The NVIDIA RTX 3090 Ti, with its 24GB of GDDR6X VRAM, provides ample memory for running the Phi-3 Medium 14B model, especially when using INT8 quantization. The model requires approximately 14GB of VRAM in INT8, leaving a substantial 10GB headroom. This headroom is beneficial for handling larger context lengths, increasing batch sizes, or running other applications concurrently. The 3090 Ti's 1.01 TB/s memory bandwidth ensures efficient data transfer between the GPU and memory, which is crucial for maintaining high inference speeds.

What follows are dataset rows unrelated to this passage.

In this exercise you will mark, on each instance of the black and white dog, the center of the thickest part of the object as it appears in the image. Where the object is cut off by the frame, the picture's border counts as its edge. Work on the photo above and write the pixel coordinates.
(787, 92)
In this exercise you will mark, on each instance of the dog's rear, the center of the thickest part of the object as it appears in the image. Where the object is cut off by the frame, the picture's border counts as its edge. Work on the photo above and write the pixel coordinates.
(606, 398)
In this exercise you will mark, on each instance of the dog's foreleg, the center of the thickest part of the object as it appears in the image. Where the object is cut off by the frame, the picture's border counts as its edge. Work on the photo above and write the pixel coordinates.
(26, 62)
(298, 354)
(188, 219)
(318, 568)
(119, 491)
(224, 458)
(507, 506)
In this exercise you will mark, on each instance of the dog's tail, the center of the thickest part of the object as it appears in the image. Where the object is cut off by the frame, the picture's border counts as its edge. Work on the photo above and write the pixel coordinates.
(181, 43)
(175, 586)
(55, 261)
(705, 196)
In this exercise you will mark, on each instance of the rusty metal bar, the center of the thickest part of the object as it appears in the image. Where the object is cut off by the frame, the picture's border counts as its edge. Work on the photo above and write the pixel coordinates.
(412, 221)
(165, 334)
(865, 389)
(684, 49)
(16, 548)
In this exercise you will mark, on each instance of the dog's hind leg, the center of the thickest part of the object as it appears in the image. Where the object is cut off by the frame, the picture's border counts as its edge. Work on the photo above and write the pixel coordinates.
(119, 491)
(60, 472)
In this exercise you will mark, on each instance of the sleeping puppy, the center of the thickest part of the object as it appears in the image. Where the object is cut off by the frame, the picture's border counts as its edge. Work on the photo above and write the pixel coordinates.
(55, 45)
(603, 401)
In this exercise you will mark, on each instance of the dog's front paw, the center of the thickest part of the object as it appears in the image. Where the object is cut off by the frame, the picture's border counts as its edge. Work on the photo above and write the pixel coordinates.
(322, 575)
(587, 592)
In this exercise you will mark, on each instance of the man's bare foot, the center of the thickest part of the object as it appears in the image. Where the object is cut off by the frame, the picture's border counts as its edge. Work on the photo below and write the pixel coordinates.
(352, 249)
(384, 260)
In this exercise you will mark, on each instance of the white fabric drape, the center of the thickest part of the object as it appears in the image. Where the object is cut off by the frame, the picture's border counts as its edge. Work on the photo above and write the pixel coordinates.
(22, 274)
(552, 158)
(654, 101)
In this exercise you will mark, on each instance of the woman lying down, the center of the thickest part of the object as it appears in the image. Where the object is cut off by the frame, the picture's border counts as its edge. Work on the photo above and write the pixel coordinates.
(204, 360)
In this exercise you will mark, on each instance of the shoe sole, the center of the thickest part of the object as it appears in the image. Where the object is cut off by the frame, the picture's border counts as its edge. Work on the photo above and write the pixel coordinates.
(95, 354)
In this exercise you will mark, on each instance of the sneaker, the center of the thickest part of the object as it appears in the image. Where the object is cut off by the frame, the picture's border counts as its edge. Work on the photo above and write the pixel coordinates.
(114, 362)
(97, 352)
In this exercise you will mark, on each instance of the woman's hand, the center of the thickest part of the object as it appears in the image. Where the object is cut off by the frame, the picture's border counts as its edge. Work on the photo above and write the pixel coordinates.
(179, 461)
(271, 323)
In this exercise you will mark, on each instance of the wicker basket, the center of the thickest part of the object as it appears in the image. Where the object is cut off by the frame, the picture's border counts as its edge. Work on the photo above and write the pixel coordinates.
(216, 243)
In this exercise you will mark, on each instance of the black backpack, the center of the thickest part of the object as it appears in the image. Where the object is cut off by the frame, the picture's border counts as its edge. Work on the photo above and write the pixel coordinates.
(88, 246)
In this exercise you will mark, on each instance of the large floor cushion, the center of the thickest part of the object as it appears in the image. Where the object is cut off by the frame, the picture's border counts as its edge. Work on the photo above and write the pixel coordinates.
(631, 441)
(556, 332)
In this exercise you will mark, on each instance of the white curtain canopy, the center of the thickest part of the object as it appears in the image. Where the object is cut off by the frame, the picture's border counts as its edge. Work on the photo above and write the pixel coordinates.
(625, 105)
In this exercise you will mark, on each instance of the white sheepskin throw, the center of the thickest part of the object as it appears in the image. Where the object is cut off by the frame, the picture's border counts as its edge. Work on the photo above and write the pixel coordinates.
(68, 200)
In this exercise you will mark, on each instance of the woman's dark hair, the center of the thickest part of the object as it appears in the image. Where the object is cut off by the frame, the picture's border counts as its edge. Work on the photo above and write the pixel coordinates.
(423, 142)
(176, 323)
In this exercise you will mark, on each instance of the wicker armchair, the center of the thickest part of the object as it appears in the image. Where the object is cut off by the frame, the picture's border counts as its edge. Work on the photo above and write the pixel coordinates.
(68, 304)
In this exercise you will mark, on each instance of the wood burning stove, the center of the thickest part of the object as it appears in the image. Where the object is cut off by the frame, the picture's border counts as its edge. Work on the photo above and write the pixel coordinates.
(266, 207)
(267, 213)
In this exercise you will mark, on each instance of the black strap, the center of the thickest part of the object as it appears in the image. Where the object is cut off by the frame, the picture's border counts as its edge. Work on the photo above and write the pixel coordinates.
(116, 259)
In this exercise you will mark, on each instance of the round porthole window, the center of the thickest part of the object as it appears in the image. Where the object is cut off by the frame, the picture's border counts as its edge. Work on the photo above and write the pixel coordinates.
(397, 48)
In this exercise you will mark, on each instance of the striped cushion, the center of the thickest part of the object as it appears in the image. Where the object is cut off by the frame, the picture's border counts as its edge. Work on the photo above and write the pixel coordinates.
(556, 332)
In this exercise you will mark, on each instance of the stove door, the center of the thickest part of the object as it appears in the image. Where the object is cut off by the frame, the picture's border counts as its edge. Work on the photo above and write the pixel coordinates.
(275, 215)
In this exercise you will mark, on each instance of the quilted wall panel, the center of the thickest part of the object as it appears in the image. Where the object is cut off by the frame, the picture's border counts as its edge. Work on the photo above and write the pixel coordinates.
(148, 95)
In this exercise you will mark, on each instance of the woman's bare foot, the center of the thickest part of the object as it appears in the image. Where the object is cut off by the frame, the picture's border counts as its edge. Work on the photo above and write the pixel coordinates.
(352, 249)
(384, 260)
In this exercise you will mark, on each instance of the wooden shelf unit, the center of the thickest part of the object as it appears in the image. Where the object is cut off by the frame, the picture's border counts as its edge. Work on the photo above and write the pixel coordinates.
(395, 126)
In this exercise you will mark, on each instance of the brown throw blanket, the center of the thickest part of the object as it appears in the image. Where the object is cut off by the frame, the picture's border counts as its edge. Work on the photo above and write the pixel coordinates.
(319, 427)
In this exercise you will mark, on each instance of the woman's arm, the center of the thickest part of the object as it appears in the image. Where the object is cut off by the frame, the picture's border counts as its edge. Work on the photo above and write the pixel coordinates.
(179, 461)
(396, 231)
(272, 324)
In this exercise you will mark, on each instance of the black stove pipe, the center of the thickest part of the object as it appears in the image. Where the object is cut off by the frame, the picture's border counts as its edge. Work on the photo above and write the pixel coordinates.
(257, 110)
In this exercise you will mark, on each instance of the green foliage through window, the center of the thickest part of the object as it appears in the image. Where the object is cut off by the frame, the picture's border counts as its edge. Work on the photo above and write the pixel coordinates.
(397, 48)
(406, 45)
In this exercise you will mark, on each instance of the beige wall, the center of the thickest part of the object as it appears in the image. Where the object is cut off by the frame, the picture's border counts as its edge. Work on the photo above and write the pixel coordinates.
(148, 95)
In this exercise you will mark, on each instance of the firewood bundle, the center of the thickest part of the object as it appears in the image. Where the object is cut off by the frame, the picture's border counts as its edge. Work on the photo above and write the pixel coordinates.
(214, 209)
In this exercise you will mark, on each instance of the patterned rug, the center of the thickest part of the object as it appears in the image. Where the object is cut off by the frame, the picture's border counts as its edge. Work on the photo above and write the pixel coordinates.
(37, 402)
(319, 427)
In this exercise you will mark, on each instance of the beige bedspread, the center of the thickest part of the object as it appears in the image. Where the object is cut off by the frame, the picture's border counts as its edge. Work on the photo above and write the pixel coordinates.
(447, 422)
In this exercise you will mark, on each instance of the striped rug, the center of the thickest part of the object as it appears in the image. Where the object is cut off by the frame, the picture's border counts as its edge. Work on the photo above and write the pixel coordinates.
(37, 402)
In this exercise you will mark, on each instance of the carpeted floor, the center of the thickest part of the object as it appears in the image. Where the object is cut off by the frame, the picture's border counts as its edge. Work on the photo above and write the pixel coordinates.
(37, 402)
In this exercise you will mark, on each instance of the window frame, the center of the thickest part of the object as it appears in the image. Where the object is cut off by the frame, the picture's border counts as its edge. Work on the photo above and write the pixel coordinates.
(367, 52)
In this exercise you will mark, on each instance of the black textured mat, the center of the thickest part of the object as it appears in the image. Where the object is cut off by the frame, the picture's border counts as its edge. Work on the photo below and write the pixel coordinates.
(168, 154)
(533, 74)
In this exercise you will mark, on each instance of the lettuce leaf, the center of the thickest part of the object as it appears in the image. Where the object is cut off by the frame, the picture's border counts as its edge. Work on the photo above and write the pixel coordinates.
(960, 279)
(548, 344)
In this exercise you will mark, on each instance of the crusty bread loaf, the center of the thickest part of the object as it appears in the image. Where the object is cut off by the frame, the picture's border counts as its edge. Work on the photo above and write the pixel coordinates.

Furthermore, the RTX 3090 Ti's Ampere architecture, equipped with 10752 CUDA cores and 336 Tensor cores, is well-suited for accelerating the matrix multiplications and other computations inherent in large language models. Tensor cores, specifically designed for deep learning workloads, significantly boost performance compared to using only CUDA cores. The estimated 60 tokens/sec performance is a reasonable expectation given the model size and GPU capabilities. However, actual performance can vary based on the specific inference framework used and the level of optimization applied.
To maximize performance, it's recommended to use an optimized inference framework such as `llama.cpp` or `vLLM`, which are designed to leverage the RTX 3090 Ti's hardware capabilities effectively. Experiment with different batch sizes to find the optimal balance between throughput and latency. While a batch size of 3 is a good starting point, increasing it might improve tokens/sec, but could also increase latency. Consider using techniques like speculative decoding if available in your chosen framework to further boost performance.
Also, ensure that the drivers are up to date to benefit from the latest performance improvements and bug fixes. Monitor GPU utilization and memory usage during inference to identify potential bottlenecks. If the model still doesn't fit in VRAM or if performance is insufficient, consider using further quantization to INT4, or offloading some layers to CPU, though this will impact speed.